La norma è davvero complessa. In sostanza - modificando l'articolo 412 del codice di procedura civile - si prevedono due possibilità tra loro alternative per la risoluzione delle controversie: o la via giudiziale oppure quella arbitrale. Già nel contratto di assunzione, anche in deroga ai contratti collettivi, potrebbe essere stabilito (con la cosiddetta clausola compromissoria) che in caso di contrasto le parti si affideranno a un arbitro. Strada assai meno garantista per il lavoratore che in un momento di debolezza negoziale (quello dell'assunzione, appunto) finirebbe per essere costretto ad accettare. E il giudizio dell'arbitro sarà impugnabile esclusivamente per vizi procedurali.

"Questa volta - sostiene Fulvio Fammoni, segretario confederale della Cgil - è peggio rispetto al 2002: allora l'attacco all'articolo 18 fu diretto ed era semplice spiegarlo ai lavoratori. Ora l'aggiramento va ben oltre l'articolo 18 impedendo addirittura di arrivare al giudice del lavoro". Di "approccio chirurgico", parla l'ex ministro del Lavoro, Cesare Damiano (Pd). "Si fanno le "operazioni" - aggiunge - senza andare allo scontro frontale". Preoccupata anche la Cisl, dice il segretario Giorgio Santini: "Non abbiamo pregiudizi nei confronti dell'arbitrato, ma ora spetta alla contrattazione fissare i paletti di garanzia per l'esercizio dell'arbitrato". La legge infatti rinvia a un accordo tra le parti che però se non arriverà entro un anno lascerà spazio a un decreto del ministro del Lavoro.
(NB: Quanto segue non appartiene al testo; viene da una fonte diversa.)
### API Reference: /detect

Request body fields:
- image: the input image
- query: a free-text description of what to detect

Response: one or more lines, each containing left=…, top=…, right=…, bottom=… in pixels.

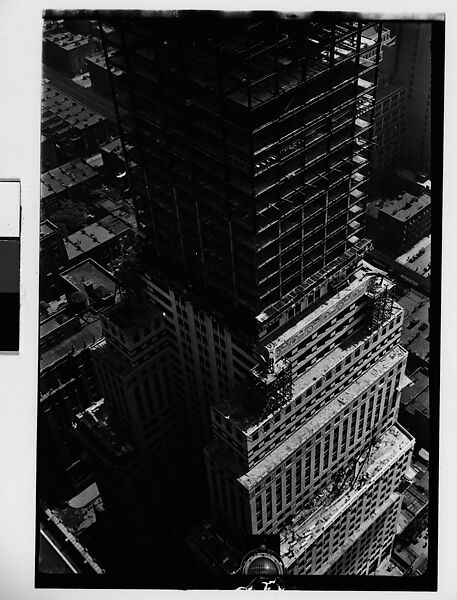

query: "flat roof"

left=40, top=295, right=68, bottom=322
left=100, top=137, right=126, bottom=157
left=63, top=216, right=130, bottom=261
left=100, top=214, right=130, bottom=235
left=404, top=387, right=429, bottom=419
left=60, top=259, right=116, bottom=297
left=401, top=368, right=429, bottom=407
left=40, top=317, right=102, bottom=372
left=113, top=208, right=137, bottom=229
left=99, top=198, right=120, bottom=213
left=397, top=456, right=429, bottom=535
left=396, top=235, right=431, bottom=278
left=397, top=169, right=431, bottom=191
left=86, top=49, right=124, bottom=76
left=68, top=482, right=100, bottom=510
left=40, top=310, right=76, bottom=338
left=40, top=220, right=59, bottom=238
left=378, top=192, right=430, bottom=222
left=397, top=289, right=429, bottom=363
left=45, top=31, right=94, bottom=51
left=41, top=158, right=99, bottom=199
left=85, top=153, right=104, bottom=170
left=42, top=82, right=105, bottom=131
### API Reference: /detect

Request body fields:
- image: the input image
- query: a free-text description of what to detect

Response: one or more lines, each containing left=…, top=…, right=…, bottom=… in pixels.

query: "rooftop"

left=40, top=219, right=59, bottom=238
left=396, top=169, right=431, bottom=192
left=401, top=368, right=429, bottom=408
left=378, top=192, right=430, bottom=222
left=85, top=153, right=104, bottom=170
left=40, top=309, right=78, bottom=339
left=60, top=259, right=117, bottom=298
left=45, top=31, right=94, bottom=51
left=42, top=82, right=105, bottom=131
left=402, top=374, right=429, bottom=421
left=54, top=483, right=102, bottom=535
left=113, top=207, right=137, bottom=229
left=397, top=289, right=429, bottom=363
left=86, top=48, right=124, bottom=76
left=41, top=158, right=99, bottom=199
left=280, top=424, right=414, bottom=566
left=396, top=454, right=429, bottom=534
left=64, top=215, right=131, bottom=261
left=396, top=235, right=431, bottom=278
left=100, top=136, right=127, bottom=158
left=40, top=295, right=68, bottom=321
left=40, top=316, right=102, bottom=372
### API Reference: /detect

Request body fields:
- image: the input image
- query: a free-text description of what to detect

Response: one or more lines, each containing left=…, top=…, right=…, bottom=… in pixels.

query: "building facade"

left=41, top=81, right=110, bottom=168
left=366, top=191, right=431, bottom=256
left=371, top=80, right=408, bottom=184
left=376, top=22, right=432, bottom=173
left=43, top=30, right=98, bottom=75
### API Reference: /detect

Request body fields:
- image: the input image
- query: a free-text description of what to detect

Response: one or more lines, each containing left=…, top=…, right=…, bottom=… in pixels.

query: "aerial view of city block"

left=37, top=13, right=438, bottom=589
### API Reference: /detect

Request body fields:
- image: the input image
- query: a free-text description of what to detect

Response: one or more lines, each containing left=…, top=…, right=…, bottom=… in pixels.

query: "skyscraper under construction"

left=76, top=14, right=415, bottom=576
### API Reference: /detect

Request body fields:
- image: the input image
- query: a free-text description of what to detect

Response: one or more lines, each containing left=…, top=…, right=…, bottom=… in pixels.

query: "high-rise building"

left=76, top=15, right=416, bottom=576
left=376, top=22, right=432, bottom=173
left=74, top=291, right=182, bottom=541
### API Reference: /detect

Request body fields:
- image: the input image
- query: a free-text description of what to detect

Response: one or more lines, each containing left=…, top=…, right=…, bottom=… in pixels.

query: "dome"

left=245, top=556, right=280, bottom=576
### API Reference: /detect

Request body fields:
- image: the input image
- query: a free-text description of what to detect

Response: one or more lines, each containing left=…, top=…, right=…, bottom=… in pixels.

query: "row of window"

left=249, top=355, right=403, bottom=527
left=240, top=313, right=402, bottom=467
left=326, top=496, right=399, bottom=575
left=306, top=452, right=408, bottom=572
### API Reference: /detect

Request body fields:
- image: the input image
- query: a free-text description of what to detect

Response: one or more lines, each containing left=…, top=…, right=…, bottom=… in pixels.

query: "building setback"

left=74, top=16, right=417, bottom=576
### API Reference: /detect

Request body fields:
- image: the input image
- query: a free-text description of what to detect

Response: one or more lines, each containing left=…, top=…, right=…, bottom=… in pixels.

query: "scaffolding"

left=261, top=359, right=293, bottom=419
left=237, top=357, right=293, bottom=421
left=366, top=276, right=394, bottom=331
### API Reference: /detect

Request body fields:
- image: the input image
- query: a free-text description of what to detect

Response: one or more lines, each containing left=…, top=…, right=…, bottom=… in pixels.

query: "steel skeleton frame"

left=99, top=17, right=383, bottom=334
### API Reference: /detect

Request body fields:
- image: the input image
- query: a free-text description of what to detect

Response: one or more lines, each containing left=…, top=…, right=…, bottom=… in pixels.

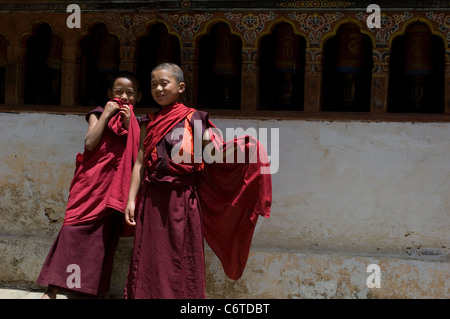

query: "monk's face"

left=108, top=77, right=141, bottom=106
left=150, top=68, right=185, bottom=107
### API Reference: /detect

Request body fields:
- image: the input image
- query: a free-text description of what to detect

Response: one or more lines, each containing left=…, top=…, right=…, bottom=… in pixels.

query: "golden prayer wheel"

left=335, top=24, right=367, bottom=109
left=274, top=24, right=300, bottom=105
left=336, top=23, right=366, bottom=74
left=97, top=32, right=119, bottom=104
left=97, top=33, right=119, bottom=72
left=404, top=23, right=432, bottom=111
left=404, top=23, right=432, bottom=75
left=153, top=24, right=179, bottom=65
left=274, top=24, right=300, bottom=73
left=46, top=35, right=62, bottom=70
left=213, top=24, right=240, bottom=105
left=213, top=24, right=240, bottom=76
left=46, top=35, right=62, bottom=103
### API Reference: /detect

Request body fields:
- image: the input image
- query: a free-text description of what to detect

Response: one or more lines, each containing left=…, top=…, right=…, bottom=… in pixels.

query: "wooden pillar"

left=370, top=50, right=389, bottom=113
left=5, top=45, right=25, bottom=105
left=241, top=48, right=257, bottom=112
left=304, top=48, right=322, bottom=112
left=445, top=50, right=450, bottom=114
left=181, top=47, right=196, bottom=108
left=61, top=44, right=77, bottom=106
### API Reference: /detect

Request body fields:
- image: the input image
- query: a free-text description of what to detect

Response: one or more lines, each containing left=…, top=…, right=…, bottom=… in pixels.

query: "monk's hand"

left=119, top=104, right=131, bottom=130
left=125, top=201, right=136, bottom=226
left=104, top=101, right=120, bottom=118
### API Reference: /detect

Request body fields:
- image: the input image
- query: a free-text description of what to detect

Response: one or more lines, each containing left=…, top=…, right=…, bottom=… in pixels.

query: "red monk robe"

left=124, top=102, right=271, bottom=299
left=37, top=99, right=140, bottom=296
left=63, top=99, right=140, bottom=229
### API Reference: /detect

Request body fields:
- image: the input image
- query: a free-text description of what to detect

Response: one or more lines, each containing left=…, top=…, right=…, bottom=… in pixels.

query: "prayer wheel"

left=79, top=25, right=118, bottom=105
left=46, top=35, right=62, bottom=104
left=96, top=31, right=119, bottom=104
left=214, top=24, right=240, bottom=77
left=336, top=23, right=366, bottom=74
left=275, top=24, right=300, bottom=73
left=213, top=24, right=240, bottom=105
left=274, top=24, right=300, bottom=105
left=97, top=32, right=119, bottom=73
left=404, top=23, right=432, bottom=76
left=335, top=24, right=366, bottom=109
left=0, top=36, right=6, bottom=68
left=46, top=35, right=62, bottom=70
left=404, top=23, right=432, bottom=111
left=153, top=24, right=179, bottom=65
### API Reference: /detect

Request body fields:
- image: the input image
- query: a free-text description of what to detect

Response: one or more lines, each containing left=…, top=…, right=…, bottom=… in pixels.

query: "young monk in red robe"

left=123, top=63, right=272, bottom=299
left=37, top=71, right=142, bottom=299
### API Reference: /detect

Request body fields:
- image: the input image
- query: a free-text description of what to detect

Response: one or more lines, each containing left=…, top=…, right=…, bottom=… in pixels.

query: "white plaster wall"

left=0, top=112, right=449, bottom=298
left=0, top=113, right=85, bottom=238
left=210, top=118, right=450, bottom=257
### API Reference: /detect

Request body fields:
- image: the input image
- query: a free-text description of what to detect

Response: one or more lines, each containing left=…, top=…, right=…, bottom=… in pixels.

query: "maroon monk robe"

left=37, top=99, right=140, bottom=296
left=124, top=102, right=271, bottom=299
left=63, top=98, right=140, bottom=236
left=198, top=122, right=272, bottom=280
left=36, top=210, right=123, bottom=296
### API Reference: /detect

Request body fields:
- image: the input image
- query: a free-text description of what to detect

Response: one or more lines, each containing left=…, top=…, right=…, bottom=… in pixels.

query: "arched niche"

left=78, top=23, right=120, bottom=106
left=258, top=22, right=306, bottom=111
left=322, top=23, right=373, bottom=112
left=388, top=22, right=445, bottom=114
left=198, top=22, right=242, bottom=110
left=24, top=23, right=62, bottom=105
left=135, top=23, right=181, bottom=108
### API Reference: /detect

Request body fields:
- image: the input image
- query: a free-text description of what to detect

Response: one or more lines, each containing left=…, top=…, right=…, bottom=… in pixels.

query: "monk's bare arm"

left=125, top=124, right=147, bottom=226
left=84, top=101, right=120, bottom=151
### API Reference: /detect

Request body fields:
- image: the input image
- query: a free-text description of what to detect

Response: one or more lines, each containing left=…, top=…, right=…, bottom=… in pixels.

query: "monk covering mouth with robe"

left=37, top=72, right=141, bottom=299
left=124, top=63, right=272, bottom=299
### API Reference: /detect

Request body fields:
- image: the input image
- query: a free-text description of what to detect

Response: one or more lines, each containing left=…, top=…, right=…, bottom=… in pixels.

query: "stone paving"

left=0, top=286, right=121, bottom=299
left=0, top=287, right=64, bottom=299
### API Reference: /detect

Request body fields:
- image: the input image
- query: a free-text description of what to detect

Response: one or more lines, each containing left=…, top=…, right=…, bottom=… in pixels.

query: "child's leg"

left=40, top=286, right=57, bottom=299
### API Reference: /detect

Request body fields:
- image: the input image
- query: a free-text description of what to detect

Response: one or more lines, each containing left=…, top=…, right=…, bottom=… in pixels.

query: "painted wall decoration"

left=0, top=5, right=449, bottom=114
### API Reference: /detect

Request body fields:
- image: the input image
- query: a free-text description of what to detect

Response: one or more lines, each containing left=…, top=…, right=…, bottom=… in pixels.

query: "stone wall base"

left=1, top=236, right=448, bottom=299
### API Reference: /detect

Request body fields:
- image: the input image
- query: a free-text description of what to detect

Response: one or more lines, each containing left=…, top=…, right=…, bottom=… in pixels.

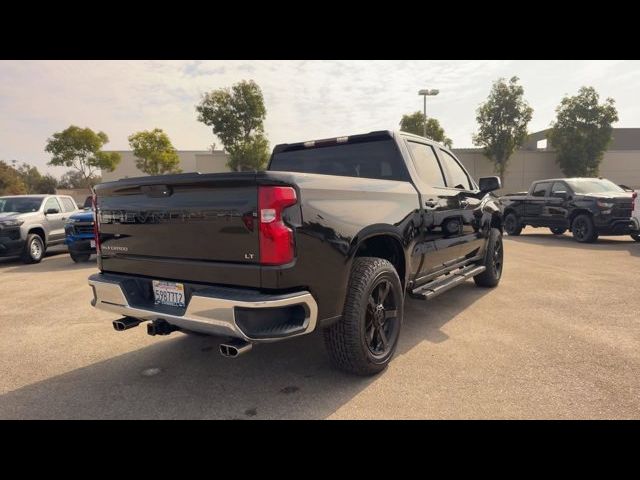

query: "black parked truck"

left=88, top=131, right=504, bottom=375
left=501, top=177, right=639, bottom=243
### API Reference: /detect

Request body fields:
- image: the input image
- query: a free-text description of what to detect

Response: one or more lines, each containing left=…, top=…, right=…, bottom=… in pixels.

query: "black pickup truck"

left=501, top=177, right=638, bottom=243
left=88, top=130, right=504, bottom=375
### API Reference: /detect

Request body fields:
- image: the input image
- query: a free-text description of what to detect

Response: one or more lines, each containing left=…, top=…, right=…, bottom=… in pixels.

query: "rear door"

left=42, top=197, right=66, bottom=243
left=59, top=196, right=79, bottom=215
left=525, top=182, right=550, bottom=223
left=548, top=181, right=571, bottom=227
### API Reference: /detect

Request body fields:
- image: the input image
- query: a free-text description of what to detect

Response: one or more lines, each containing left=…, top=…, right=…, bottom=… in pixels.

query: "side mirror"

left=553, top=191, right=567, bottom=198
left=478, top=176, right=501, bottom=193
left=45, top=208, right=60, bottom=215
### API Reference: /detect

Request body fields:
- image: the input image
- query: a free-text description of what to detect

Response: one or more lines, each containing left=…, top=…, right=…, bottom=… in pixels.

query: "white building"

left=101, top=150, right=230, bottom=182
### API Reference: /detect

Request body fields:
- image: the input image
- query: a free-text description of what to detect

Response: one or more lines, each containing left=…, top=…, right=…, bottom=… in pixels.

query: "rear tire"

left=550, top=227, right=567, bottom=235
left=21, top=234, right=45, bottom=264
left=474, top=228, right=503, bottom=288
left=631, top=232, right=640, bottom=242
left=70, top=252, right=91, bottom=263
left=323, top=257, right=403, bottom=376
left=571, top=214, right=598, bottom=243
left=504, top=213, right=522, bottom=236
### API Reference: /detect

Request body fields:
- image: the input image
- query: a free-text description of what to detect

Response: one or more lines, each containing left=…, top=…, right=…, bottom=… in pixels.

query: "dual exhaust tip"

left=219, top=339, right=253, bottom=358
left=112, top=317, right=141, bottom=331
left=113, top=317, right=252, bottom=358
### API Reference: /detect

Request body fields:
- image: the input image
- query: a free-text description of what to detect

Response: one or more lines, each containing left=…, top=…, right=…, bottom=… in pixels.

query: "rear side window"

left=532, top=183, right=550, bottom=197
left=60, top=197, right=77, bottom=212
left=43, top=197, right=61, bottom=212
left=550, top=182, right=568, bottom=197
left=269, top=139, right=409, bottom=181
left=407, top=141, right=446, bottom=187
left=439, top=149, right=472, bottom=190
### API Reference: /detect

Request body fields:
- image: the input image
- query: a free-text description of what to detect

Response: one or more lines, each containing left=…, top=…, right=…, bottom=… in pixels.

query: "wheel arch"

left=27, top=226, right=47, bottom=245
left=349, top=227, right=407, bottom=289
left=568, top=209, right=593, bottom=228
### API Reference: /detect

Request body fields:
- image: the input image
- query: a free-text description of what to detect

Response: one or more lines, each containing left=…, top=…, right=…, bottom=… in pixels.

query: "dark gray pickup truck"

left=88, top=130, right=504, bottom=375
left=501, top=177, right=638, bottom=243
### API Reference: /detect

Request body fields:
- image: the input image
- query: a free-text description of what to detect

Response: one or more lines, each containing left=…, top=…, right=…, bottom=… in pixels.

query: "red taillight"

left=92, top=193, right=101, bottom=255
left=258, top=186, right=297, bottom=265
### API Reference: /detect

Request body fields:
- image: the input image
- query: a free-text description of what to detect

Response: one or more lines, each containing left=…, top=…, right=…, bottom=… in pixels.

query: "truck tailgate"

left=95, top=173, right=262, bottom=286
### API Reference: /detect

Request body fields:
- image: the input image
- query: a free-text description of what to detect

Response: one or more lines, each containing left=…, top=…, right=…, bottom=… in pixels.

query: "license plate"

left=90, top=240, right=96, bottom=248
left=152, top=280, right=185, bottom=307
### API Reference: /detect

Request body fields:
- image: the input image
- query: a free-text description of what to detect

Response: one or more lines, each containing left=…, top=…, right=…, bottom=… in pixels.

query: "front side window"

left=43, top=197, right=61, bottom=213
left=406, top=141, right=446, bottom=187
left=532, top=183, right=550, bottom=197
left=439, top=150, right=472, bottom=190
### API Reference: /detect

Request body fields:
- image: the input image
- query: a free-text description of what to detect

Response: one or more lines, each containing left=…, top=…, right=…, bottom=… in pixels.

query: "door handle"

left=425, top=200, right=438, bottom=208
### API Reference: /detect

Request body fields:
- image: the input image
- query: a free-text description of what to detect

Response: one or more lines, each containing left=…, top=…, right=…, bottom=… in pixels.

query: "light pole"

left=418, top=89, right=439, bottom=138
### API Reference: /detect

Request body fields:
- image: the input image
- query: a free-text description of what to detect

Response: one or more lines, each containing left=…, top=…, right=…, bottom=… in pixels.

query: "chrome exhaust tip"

left=219, top=339, right=253, bottom=358
left=112, top=317, right=142, bottom=331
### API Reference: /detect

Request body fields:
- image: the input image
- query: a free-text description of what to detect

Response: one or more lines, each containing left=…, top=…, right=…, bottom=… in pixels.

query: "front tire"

left=21, top=234, right=45, bottom=264
left=323, top=257, right=403, bottom=376
left=474, top=228, right=504, bottom=288
left=571, top=214, right=598, bottom=243
left=631, top=232, right=640, bottom=242
left=504, top=213, right=522, bottom=236
left=550, top=227, right=567, bottom=235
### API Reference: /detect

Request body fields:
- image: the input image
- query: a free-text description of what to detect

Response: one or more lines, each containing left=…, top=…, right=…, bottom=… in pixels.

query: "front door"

left=436, top=148, right=484, bottom=260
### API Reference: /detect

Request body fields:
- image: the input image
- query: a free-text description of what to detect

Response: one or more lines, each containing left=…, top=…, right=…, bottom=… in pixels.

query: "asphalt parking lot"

left=1, top=231, right=639, bottom=419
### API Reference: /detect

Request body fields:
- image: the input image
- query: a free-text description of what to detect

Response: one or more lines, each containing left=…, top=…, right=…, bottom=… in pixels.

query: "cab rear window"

left=269, top=139, right=410, bottom=181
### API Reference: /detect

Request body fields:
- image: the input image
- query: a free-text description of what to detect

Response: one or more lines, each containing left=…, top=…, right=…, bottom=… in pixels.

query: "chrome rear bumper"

left=88, top=273, right=318, bottom=342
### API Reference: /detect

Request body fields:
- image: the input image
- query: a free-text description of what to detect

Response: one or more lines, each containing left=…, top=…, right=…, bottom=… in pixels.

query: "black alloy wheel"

left=364, top=278, right=400, bottom=358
Ma per Giuliano Cazzola (Pdl), relatore del disegno di legge alla Camera: "bisogna smetterla di considerare i lavoratori come dei "minus habens", incapaci di scegliere responsabilmente e consapevolmente un percorso giudiziale o uno stragiudiziale (l'arbitrato, ndr), per dirimere le loro controversie di lavoro".